REB: Pourquoi m'avoir choisi Aire Libre pour publier vos deux albums ? Par fidélité à Dupuis ?
W: Absolument pas! En réalité quand j'ai fait Les Jardins du désir, comme Dupuis n'avait jamais publié de série un peu érotique, j'étais en rapport avec Albin Michel. Et comme les planches traînaient ici et que Philippe Vandooren -le directeur éditorial chez Dupuis- est passé je lui ai montré ce que j'étais en train de faire. Et quand il l'a vu, il m'a demandé de leur réserver cet album.
REB: Depuis que vous travaillez avec Desberg, n'avez-vous plus pensé à changer de scénariste ?
W: On prend parfois des habitudes. Je m'entend bien avec eux. J'aime bien ce qu'ils font.
REB: Qui a décidé d'arrêter la série Tif et Tondu ?
W: C'est moi!
REB: Dupuis vous a-t-il demandé de continuer ?
W: Non, je n'avais vraiment plus envie de la dessiner! C'est venu subitement. Dans le temps, j'avais voulu arrêter et on avait réussi à m'en dissuader.
REB: Avez-vous eu votre mot à dire pour la reprise ?
W: Non, c'est Dupuis qui s'en est occupé, car Tif et Tondu leur appartient!
REB: La série a-t-elle toujours appartenu à Dupuis ?
W: Au départ ces personnages appartenaient à Dineur et il a revendu ses personnages à Dupuis quand j'ai repris la série.
REB: Que pensez-vous des albums vendus en seconde main ?
W: Ca, ce n'est encore rien. Ce qui est râlant pour les auteurs et les libraires, c'est que certains albums qui coûtent 300 Fb en librairies sont déjà à 100 Fb quinze jours après chez des soldeurs. Et ça, ce n'est pas normal! C'est du détournement? C'est du vol? On ne sait pas ce que c'est! Ca m'étonnerait que ce soit du vol parce qu'il y a des palettes entières d'albums neufs qui arrivent sur le marché.
REB: C'est récent?
W: Non!
REB: Mais aujourd'hui, ça prend plus d'ampleur ?

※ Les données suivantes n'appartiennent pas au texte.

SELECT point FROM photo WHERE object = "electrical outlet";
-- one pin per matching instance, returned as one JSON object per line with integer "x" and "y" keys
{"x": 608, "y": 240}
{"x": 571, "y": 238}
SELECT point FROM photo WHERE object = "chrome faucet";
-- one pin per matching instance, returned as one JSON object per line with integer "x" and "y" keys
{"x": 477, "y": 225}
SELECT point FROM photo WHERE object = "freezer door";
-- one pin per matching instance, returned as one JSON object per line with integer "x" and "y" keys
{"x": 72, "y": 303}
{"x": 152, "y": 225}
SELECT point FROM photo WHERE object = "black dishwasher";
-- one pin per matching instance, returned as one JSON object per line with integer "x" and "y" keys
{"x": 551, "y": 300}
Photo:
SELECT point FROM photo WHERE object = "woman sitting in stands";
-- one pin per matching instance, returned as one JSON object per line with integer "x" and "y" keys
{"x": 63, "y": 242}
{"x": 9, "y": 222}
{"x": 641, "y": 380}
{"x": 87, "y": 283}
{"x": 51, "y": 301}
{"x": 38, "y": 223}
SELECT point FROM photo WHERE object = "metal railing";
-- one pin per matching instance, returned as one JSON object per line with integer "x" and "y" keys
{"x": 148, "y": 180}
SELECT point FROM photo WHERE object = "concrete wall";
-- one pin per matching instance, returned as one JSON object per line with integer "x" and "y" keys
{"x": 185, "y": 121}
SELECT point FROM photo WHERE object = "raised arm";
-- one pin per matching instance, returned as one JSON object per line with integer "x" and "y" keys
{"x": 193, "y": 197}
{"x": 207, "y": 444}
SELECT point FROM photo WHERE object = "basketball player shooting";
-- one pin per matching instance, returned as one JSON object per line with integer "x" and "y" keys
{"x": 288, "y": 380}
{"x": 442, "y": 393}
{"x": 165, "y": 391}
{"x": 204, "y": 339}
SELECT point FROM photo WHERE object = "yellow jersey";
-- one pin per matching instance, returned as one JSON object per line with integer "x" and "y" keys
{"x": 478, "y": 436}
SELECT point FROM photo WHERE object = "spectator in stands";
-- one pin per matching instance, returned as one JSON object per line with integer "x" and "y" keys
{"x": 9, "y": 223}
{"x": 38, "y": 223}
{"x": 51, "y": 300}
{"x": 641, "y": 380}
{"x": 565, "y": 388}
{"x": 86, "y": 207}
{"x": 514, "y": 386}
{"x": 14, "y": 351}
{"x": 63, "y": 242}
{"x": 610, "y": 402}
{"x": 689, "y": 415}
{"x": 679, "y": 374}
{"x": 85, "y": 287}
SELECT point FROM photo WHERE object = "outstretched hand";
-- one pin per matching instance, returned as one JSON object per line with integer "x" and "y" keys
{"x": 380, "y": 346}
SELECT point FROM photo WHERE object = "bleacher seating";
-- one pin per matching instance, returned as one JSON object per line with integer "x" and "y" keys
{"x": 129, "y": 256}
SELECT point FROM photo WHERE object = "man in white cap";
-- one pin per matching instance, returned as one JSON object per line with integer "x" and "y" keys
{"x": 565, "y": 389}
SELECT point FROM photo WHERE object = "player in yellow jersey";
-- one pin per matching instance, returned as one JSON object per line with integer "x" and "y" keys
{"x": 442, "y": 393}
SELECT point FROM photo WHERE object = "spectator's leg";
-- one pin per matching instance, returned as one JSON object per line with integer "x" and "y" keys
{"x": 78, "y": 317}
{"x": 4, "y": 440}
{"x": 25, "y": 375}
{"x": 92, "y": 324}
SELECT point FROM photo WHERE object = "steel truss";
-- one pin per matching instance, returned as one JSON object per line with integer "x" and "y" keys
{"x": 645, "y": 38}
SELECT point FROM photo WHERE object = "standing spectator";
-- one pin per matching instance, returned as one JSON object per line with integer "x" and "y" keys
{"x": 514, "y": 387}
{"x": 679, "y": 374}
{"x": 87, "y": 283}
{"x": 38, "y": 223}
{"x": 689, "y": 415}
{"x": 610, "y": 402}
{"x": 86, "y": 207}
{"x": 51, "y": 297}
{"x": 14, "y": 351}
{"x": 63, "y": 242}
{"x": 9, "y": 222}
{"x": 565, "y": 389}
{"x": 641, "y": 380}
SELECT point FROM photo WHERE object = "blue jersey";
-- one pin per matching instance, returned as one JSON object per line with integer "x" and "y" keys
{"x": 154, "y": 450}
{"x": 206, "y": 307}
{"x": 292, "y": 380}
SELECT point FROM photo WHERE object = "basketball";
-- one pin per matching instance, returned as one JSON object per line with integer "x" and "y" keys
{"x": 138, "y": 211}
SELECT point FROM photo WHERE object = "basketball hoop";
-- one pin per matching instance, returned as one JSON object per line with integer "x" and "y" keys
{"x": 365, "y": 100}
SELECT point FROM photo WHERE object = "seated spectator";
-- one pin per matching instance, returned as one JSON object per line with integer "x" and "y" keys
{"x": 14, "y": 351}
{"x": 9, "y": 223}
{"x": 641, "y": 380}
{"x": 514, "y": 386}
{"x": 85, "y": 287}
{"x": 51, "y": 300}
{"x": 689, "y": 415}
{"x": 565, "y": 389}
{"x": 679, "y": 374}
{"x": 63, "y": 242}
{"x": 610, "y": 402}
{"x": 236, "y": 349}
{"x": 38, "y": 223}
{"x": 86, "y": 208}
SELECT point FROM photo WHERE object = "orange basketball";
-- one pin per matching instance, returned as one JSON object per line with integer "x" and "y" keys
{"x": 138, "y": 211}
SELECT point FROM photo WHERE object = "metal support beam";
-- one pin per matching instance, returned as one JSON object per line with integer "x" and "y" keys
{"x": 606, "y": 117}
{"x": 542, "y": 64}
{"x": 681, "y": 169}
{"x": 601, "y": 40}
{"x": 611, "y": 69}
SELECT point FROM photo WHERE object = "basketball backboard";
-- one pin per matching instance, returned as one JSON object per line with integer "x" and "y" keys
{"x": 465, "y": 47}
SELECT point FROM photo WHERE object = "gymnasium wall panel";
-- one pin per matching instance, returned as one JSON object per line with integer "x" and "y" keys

W: Oui, quand même. Et on ne fait rien!
REB: Et qu'en disent les éditeurs?
W: Eux ne savent rien! Ce qui assainirait le marché, c'est de passer les invendus systématiquement au pilon. Mais maintenant les gens commencent à attendre les soldes.
REB: Quelle est la dernière BD que vous ayez lue?
W: Je feuillette un peu Spirou, ... Sinon, c'était la dernière BD de Loisel, c'est un auteur génial! Il y a énormément de très bons dessinateurs réalistes actuellement. Mais ils ont tous un peu la même technique. Je ne sais pas si c'est dû aux instruments employés, ... Les rochers sont tous dessinés de la même façon, les arbres aussi. Et je trouve que Loisel est plus personnel. [Ndlr: Courrez vite vous procurer le N° 2 du REB consacré à Loisel!]
Interview effectuée à Waterloo, le 12 août 1992 par Bertrand Panier & François Chapaux (retranscrite par B.H.).